Friday, June 04, 2021

What If... Wages Actually Rose?

Me, 7 years ago.
[E]lites will do everything in their power to put the brakes on wage increases whenever any evidence (real or not) of such increases appears.
Don't think you had to be a supergenius like me to notice that for all of the focus on JERBS and THE ECONOMY by politicians, nothing makes them panic more than the idea that someone other than them might get a raise.

If we ever get to a sustained period of full employment, as we did in the good old days that conservatives pretend to love when [checks notes] taxes were really high, the squealing will never stop.

And yet, if the pursuit of maximum employment is an uncontroversial aim in the context of American oratory, it is a radical one in the context of U.S. policy. For the bulk of the past four decades, our government hasn’t merely declined to achieve full employment through public hiring; it has actively sought to keep millions of Americans perpetually unemployed.

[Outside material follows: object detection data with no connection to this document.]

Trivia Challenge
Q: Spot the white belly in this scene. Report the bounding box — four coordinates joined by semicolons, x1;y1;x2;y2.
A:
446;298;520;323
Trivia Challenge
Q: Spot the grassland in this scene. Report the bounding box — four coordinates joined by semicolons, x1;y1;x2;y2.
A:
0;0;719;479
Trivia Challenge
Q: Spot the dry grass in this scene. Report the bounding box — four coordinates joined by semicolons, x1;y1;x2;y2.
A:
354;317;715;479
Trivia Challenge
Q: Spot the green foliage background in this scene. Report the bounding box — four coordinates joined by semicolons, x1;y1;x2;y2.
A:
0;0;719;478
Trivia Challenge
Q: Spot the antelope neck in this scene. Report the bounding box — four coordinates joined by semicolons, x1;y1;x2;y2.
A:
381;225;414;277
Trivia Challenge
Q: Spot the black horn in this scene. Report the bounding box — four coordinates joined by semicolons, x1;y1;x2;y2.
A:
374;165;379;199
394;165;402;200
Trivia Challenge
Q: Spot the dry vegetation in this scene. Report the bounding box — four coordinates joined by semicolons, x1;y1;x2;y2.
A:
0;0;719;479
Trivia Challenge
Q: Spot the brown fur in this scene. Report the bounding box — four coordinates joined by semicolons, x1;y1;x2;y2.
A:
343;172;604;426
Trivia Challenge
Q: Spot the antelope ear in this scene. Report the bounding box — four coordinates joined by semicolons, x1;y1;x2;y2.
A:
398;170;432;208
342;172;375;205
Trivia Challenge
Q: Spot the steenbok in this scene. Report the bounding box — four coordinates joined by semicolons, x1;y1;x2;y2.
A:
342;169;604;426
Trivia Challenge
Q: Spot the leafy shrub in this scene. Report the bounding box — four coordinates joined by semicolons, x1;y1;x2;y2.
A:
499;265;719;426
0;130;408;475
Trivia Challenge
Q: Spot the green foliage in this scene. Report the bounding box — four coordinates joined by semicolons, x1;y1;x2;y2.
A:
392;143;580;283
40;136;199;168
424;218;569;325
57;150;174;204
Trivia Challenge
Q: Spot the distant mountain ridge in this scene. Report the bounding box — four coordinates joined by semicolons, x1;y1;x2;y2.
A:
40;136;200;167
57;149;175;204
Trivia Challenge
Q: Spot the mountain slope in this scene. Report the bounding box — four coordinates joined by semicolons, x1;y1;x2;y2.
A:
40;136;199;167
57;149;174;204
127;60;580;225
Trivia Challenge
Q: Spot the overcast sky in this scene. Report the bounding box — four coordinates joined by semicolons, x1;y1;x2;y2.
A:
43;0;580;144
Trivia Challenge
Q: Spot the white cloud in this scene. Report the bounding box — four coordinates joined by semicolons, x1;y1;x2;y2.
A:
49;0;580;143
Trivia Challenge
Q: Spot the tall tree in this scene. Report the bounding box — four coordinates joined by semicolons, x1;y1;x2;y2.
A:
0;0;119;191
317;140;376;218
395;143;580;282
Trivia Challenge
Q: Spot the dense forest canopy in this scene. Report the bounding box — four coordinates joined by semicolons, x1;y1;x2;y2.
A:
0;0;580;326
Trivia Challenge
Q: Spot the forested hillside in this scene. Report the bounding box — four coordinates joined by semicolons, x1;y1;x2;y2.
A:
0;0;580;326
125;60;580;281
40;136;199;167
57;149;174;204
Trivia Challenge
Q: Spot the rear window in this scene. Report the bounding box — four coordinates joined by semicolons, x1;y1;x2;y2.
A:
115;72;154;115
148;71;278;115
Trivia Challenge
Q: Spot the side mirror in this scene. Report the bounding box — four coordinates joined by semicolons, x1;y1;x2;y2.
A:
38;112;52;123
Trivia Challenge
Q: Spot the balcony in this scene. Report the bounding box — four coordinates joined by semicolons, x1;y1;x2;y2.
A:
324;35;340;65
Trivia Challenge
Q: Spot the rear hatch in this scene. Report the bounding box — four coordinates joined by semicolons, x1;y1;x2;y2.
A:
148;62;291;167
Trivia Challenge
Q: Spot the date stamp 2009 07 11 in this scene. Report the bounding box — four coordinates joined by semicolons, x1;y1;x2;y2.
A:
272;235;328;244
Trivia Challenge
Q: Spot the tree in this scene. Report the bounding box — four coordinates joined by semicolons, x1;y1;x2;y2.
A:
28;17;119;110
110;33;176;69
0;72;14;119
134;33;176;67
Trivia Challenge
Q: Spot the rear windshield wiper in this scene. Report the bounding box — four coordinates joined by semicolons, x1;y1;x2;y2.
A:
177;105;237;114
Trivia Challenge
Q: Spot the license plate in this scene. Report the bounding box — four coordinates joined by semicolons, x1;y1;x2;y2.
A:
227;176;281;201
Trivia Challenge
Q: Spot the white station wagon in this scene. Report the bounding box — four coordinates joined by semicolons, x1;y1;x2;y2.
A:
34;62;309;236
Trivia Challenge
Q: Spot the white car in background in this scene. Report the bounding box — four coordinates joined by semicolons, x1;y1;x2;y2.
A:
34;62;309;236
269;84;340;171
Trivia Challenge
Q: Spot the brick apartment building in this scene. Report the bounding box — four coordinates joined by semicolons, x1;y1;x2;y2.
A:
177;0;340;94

This bipartisan consensus against full employment was rarely articulated to the public in forthright terms. During the crisis that consolidated the paradigm, policy-makers were sometimes blunt; in 1979, Fed chair Paul Volcker told Congress that in order for inflation to be brought down to a tolerable level, “the standard of living of the average American has to decline.” But as inflation became more of a historical memory than a present danger, the government’s prioritization of price stability over employment became increasingly camouflaged behind the dry technocratic verbiage of central-bank press conferences. Once decoded, the gist of this new consensus was simple enough: If unemployment falls beneath its “natural” threshold, then employers will be forced into a bidding war for scarce workers, who will then secure wages in excess of their productivity, which will force businesses to raise prices, which will lead workers to demand yet-higher wages, which will force businesses to raise prices further still, thereby setting off an inflationary spiral that will be difficult to stop. Thus, to save the economy from such destabilization, the government has to reduce economic demand — by raising interest rates, or cutting federal spending, or both — before unemployment gets too low, even if inflation is not yet apparent.